Потом Лундберг представил своего сына и внука. Нет, на их лицах не было и следа того, что династия Лундбергов на ущербе: они были крепки и полнокровны, как два помидора, вызревшие на сильном, отнюдь не шведском солнце. При словах: «Его величество Карл Второй» – сын Лундберга выступил вперед и склонил в поклоне голову. Внук не без достоинства сделал то же, когда Лундберг назвал его Карлом Третьим.

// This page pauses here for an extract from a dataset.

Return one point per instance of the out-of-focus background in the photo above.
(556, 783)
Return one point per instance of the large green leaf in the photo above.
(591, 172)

Хозяин ни в какой мере не испытал неловкости, сообщив, что он должен выполнять на сегодняшнем приеме роль и хозяйки дома, поскольку его жена занята своими делами – сегодня вечером собрание пайщиков женского журнала, акции которого по завещанию Карл Первый переуступил ей.

34

Как условились, общий разговор с германским советником продолжался минут пять (дежурные фразы на всех широтах дежурны: погода, здоровье, впечатление о городе, немецкий язык для русского уха и русский для немецкого… что еще?). Затем Чичерин и его спутники удалились, и Петр остался с Рицлером один на один.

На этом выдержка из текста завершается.